Why do manufacturers rate hurricane impact windows? When hurricane winds enter a house, the home’s structure, mainly the roof, won’t survive. The pressure that builds inside the house will cause the separation of all inside materials. The pressure can cause destruction or partial but still severe in minutes.
The hurricane damage can be unimaginable to homeowners who have never confronted such a disastrous event. For Florida homeowners, the realities of hurricane destruction don’t involve if but when it will happen. Therefore, homeowners should install impact doors and windows near me for better storm security instead of plywood.
Yes, rated hurricane impact windows are a significant investment, but the rating system can be a headache – particularly for first-time buyers. To help give you more knowledge, our impact window installers near you will clarify how impact windows are rated to guarantee you make the correct buy.
Rated Hurricane Impact Windows are better than Regular Windows
Rated Hurricane impact windows have the top ratings for their impact-resistant glass and reinforced frames. Manufacturers built and rated hurricane impact windows with tempered and laminated glass, making them almost unbreakable.
However, damage to glass looks like vehicle windows – by making a spiderweb crack. The spiderweb prevents the shards of destructive glass from blowing into one’s house during high-wind storms.
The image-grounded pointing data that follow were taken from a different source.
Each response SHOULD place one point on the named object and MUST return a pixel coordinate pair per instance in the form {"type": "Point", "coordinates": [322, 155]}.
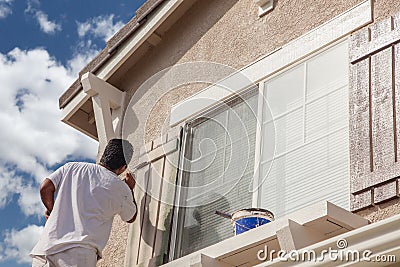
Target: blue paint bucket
{"type": "Point", "coordinates": [247, 219]}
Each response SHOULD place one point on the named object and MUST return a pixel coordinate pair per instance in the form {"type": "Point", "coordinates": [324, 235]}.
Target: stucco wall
{"type": "Point", "coordinates": [227, 32]}
{"type": "Point", "coordinates": [231, 33]}
{"type": "Point", "coordinates": [381, 211]}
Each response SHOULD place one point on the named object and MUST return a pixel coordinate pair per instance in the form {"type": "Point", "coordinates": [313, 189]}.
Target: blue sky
{"type": "Point", "coordinates": [43, 45]}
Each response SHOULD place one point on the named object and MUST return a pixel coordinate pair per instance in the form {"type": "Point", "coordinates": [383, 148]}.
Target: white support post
{"type": "Point", "coordinates": [107, 100]}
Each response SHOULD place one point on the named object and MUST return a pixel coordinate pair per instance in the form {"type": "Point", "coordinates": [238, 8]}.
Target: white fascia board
{"type": "Point", "coordinates": [143, 33]}
{"type": "Point", "coordinates": [125, 51]}
{"type": "Point", "coordinates": [74, 105]}
{"type": "Point", "coordinates": [381, 238]}
{"type": "Point", "coordinates": [264, 67]}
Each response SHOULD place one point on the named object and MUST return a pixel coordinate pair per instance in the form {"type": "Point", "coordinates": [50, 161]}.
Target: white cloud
{"type": "Point", "coordinates": [32, 136]}
{"type": "Point", "coordinates": [47, 26]}
{"type": "Point", "coordinates": [79, 61]}
{"type": "Point", "coordinates": [100, 27]}
{"type": "Point", "coordinates": [5, 8]}
{"type": "Point", "coordinates": [18, 244]}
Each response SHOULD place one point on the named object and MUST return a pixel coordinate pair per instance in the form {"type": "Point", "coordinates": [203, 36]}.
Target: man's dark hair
{"type": "Point", "coordinates": [117, 154]}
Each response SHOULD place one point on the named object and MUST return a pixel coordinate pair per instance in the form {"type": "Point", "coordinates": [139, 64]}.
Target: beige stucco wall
{"type": "Point", "coordinates": [231, 33]}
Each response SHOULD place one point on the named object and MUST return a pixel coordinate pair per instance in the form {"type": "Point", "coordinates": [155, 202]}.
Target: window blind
{"type": "Point", "coordinates": [222, 164]}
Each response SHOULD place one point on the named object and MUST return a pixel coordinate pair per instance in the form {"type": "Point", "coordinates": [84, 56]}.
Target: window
{"type": "Point", "coordinates": [304, 146]}
{"type": "Point", "coordinates": [301, 148]}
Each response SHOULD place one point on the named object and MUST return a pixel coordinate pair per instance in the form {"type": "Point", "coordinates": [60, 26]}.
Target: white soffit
{"type": "Point", "coordinates": [74, 105]}
{"type": "Point", "coordinates": [297, 49]}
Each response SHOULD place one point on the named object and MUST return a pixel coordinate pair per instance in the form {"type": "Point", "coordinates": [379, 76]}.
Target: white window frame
{"type": "Point", "coordinates": [256, 201]}
{"type": "Point", "coordinates": [285, 57]}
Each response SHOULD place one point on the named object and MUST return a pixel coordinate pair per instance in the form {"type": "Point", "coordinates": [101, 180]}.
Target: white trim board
{"type": "Point", "coordinates": [295, 50]}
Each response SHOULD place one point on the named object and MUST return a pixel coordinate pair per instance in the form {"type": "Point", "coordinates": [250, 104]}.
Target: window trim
{"type": "Point", "coordinates": [287, 55]}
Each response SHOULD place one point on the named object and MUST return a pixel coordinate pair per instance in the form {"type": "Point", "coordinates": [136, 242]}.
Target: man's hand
{"type": "Point", "coordinates": [130, 180]}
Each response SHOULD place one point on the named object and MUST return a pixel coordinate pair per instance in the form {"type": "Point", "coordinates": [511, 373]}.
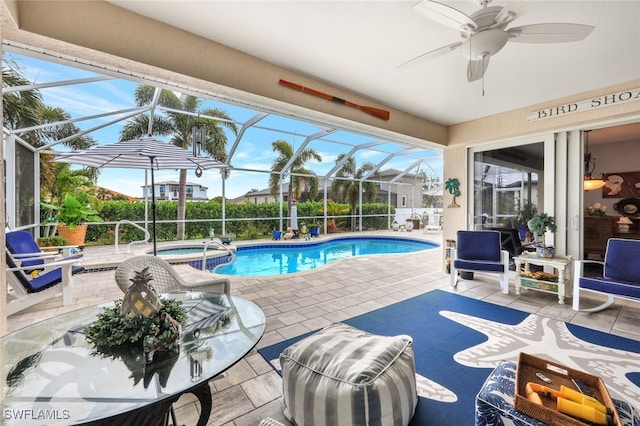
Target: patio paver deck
{"type": "Point", "coordinates": [298, 303]}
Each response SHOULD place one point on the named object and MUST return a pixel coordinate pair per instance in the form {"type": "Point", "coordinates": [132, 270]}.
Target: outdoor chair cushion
{"type": "Point", "coordinates": [343, 376]}
{"type": "Point", "coordinates": [479, 251]}
{"type": "Point", "coordinates": [621, 275]}
{"type": "Point", "coordinates": [43, 280]}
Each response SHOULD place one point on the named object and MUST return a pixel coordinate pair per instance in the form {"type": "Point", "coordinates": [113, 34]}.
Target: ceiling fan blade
{"type": "Point", "coordinates": [549, 33]}
{"type": "Point", "coordinates": [476, 69]}
{"type": "Point", "coordinates": [506, 16]}
{"type": "Point", "coordinates": [432, 54]}
{"type": "Point", "coordinates": [444, 14]}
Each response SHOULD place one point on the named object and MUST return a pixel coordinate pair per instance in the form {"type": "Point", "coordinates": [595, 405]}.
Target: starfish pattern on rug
{"type": "Point", "coordinates": [549, 339]}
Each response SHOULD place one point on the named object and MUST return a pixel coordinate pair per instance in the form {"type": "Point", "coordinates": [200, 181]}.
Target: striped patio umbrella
{"type": "Point", "coordinates": [148, 153]}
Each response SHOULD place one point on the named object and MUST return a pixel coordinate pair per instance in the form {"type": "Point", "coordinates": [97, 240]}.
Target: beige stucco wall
{"type": "Point", "coordinates": [514, 123]}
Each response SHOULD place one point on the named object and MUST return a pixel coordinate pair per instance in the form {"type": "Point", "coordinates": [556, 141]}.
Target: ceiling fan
{"type": "Point", "coordinates": [485, 32]}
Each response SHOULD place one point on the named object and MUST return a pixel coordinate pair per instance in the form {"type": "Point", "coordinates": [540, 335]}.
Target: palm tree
{"type": "Point", "coordinates": [453, 186]}
{"type": "Point", "coordinates": [348, 190]}
{"type": "Point", "coordinates": [26, 109]}
{"type": "Point", "coordinates": [180, 126]}
{"type": "Point", "coordinates": [298, 182]}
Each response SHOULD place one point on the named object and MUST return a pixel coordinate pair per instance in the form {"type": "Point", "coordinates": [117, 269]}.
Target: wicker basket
{"type": "Point", "coordinates": [529, 365]}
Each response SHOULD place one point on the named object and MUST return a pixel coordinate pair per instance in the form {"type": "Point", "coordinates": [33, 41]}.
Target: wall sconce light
{"type": "Point", "coordinates": [590, 183]}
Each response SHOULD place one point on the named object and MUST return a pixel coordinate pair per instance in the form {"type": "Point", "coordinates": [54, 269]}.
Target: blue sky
{"type": "Point", "coordinates": [254, 150]}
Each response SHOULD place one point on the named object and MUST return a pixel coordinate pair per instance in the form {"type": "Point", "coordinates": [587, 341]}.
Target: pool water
{"type": "Point", "coordinates": [283, 258]}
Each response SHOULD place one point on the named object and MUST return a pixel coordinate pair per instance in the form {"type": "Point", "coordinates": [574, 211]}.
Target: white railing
{"type": "Point", "coordinates": [218, 244]}
{"type": "Point", "coordinates": [147, 236]}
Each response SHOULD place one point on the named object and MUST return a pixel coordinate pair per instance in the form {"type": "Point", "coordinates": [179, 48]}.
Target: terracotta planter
{"type": "Point", "coordinates": [75, 237]}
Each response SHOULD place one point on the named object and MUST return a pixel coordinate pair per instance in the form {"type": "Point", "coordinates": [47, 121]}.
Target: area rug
{"type": "Point", "coordinates": [458, 341]}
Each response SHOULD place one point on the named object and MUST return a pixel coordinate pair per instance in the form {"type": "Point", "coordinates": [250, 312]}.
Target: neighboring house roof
{"type": "Point", "coordinates": [112, 194]}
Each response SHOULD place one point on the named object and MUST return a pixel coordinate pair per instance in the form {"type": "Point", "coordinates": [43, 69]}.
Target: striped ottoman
{"type": "Point", "coordinates": [343, 376]}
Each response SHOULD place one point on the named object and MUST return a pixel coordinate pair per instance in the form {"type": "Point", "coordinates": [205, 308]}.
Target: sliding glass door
{"type": "Point", "coordinates": [506, 185]}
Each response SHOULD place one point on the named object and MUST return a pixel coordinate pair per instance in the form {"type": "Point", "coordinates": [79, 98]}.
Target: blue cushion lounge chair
{"type": "Point", "coordinates": [480, 251]}
{"type": "Point", "coordinates": [52, 273]}
{"type": "Point", "coordinates": [26, 291]}
{"type": "Point", "coordinates": [22, 245]}
{"type": "Point", "coordinates": [620, 276]}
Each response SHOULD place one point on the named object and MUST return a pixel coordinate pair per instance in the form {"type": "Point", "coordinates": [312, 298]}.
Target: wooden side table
{"type": "Point", "coordinates": [527, 279]}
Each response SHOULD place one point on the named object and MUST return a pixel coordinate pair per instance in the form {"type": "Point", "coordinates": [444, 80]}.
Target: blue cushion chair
{"type": "Point", "coordinates": [620, 275]}
{"type": "Point", "coordinates": [480, 251]}
{"type": "Point", "coordinates": [26, 290]}
{"type": "Point", "coordinates": [34, 276]}
{"type": "Point", "coordinates": [24, 248]}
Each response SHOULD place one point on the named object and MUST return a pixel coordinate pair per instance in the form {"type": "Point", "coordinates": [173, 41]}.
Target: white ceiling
{"type": "Point", "coordinates": [358, 45]}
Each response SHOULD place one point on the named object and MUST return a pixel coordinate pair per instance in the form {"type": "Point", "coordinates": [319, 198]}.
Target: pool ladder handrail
{"type": "Point", "coordinates": [218, 244]}
{"type": "Point", "coordinates": [147, 235]}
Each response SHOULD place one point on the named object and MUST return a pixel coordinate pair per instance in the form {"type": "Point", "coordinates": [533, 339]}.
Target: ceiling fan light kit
{"type": "Point", "coordinates": [485, 33]}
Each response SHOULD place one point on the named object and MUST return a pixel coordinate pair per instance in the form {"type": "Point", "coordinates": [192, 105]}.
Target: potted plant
{"type": "Point", "coordinates": [539, 224]}
{"type": "Point", "coordinates": [315, 230]}
{"type": "Point", "coordinates": [52, 241]}
{"type": "Point", "coordinates": [72, 217]}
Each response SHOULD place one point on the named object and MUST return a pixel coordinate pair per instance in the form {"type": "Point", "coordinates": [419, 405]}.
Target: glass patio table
{"type": "Point", "coordinates": [52, 376]}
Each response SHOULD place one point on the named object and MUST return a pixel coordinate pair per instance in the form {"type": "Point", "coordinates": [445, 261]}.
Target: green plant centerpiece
{"type": "Point", "coordinates": [539, 224]}
{"type": "Point", "coordinates": [140, 320]}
When the tempered glass breaks, the material essentially breaks into little pebbles, lowering the chance of cuts or injury. Traditional single-pane windows bring float glass, breaking into huge sharp pieces upon impact.
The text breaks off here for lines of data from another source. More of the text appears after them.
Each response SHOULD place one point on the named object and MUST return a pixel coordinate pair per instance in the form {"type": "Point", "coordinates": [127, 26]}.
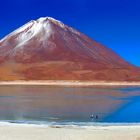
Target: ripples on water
{"type": "Point", "coordinates": [42, 105]}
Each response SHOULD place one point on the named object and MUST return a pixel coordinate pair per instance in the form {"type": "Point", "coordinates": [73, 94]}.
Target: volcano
{"type": "Point", "coordinates": [47, 49]}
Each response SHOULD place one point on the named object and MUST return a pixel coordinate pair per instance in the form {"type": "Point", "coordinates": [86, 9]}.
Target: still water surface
{"type": "Point", "coordinates": [47, 104]}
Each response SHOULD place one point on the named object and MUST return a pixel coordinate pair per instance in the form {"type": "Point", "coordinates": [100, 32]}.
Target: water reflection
{"type": "Point", "coordinates": [42, 103]}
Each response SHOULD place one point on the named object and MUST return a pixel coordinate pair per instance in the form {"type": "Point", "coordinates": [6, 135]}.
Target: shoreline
{"type": "Point", "coordinates": [68, 83]}
{"type": "Point", "coordinates": [24, 132]}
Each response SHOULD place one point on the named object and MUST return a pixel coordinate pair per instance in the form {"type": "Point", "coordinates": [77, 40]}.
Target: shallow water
{"type": "Point", "coordinates": [85, 105]}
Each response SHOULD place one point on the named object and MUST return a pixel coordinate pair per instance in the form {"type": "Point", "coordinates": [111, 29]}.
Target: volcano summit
{"type": "Point", "coordinates": [47, 49]}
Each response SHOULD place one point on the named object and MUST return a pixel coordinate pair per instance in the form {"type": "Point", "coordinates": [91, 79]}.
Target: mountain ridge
{"type": "Point", "coordinates": [47, 49]}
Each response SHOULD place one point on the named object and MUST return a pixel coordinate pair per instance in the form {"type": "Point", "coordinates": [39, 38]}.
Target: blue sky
{"type": "Point", "coordinates": [114, 23]}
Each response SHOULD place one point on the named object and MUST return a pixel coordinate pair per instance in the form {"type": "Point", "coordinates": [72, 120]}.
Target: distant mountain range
{"type": "Point", "coordinates": [47, 49]}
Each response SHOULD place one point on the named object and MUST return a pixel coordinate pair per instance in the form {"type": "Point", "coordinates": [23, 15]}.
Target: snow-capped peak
{"type": "Point", "coordinates": [46, 19]}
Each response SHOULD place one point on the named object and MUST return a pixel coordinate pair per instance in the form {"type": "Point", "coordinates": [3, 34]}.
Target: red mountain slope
{"type": "Point", "coordinates": [46, 49]}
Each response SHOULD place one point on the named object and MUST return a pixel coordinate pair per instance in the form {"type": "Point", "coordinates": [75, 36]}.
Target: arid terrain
{"type": "Point", "coordinates": [47, 49]}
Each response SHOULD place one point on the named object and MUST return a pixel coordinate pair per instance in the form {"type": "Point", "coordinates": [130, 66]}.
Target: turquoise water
{"type": "Point", "coordinates": [40, 104]}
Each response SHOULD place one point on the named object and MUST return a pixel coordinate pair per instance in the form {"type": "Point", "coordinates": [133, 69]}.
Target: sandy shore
{"type": "Point", "coordinates": [96, 133]}
{"type": "Point", "coordinates": [70, 83]}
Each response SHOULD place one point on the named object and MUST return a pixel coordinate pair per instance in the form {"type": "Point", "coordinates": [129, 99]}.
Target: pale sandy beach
{"type": "Point", "coordinates": [13, 132]}
{"type": "Point", "coordinates": [70, 83]}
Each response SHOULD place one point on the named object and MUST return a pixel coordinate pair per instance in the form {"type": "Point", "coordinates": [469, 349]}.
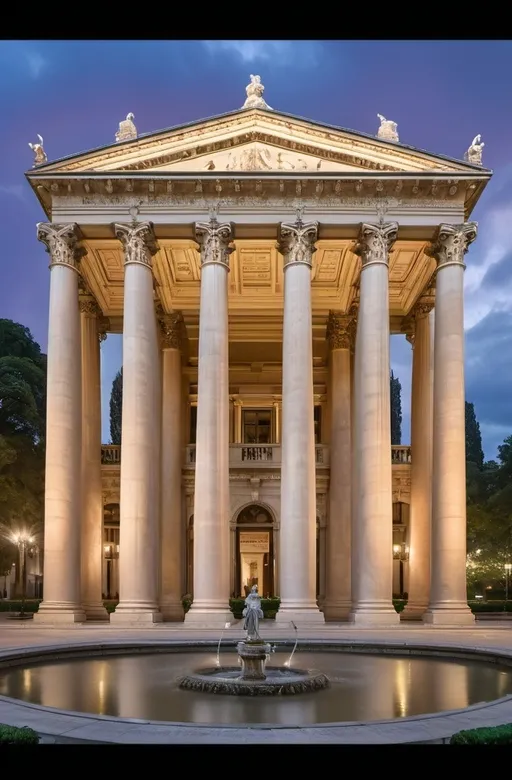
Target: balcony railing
{"type": "Point", "coordinates": [257, 455]}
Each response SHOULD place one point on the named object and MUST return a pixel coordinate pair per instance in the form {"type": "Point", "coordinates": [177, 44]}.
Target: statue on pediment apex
{"type": "Point", "coordinates": [254, 92]}
{"type": "Point", "coordinates": [474, 153]}
{"type": "Point", "coordinates": [388, 130]}
{"type": "Point", "coordinates": [127, 130]}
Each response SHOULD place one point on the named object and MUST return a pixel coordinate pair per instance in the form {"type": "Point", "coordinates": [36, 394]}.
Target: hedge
{"type": "Point", "coordinates": [12, 735]}
{"type": "Point", "coordinates": [488, 735]}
Moreover, rated hurricane impact window and door items undergo stringent testing to guarantee they can effectively protect a home from hardcore water pressure, strong winds, and structural damage.
Because of their numerous advantages over traditional windows, Clearwater and surrounding areas should consider impact windows.
Why so many Hurricane Impact Window Ratings?
Window ratings offer different homeowners the benefits of impact windows and not necessarily for hurricane protection. A South Florida and coastline homeowner will require impact windows since they live in regions vulnerable to severe storm winds.
However, a homeowner living up north, like in Connecticut, may just buy impact windows to improve their property’s energy efficiency or prevent burglary. Different window ratings exist to help clients find the perfect window for their particular region’s needs.
How to Understand the Design Pressure (DP) Rating for Hurricane Impact Windows?
Probably the most important rating you will see for an impact window is the Design Pressure (DP) rating. It is a numerical value that tells a window’s capability to withstand wind pressure factors and water penetration.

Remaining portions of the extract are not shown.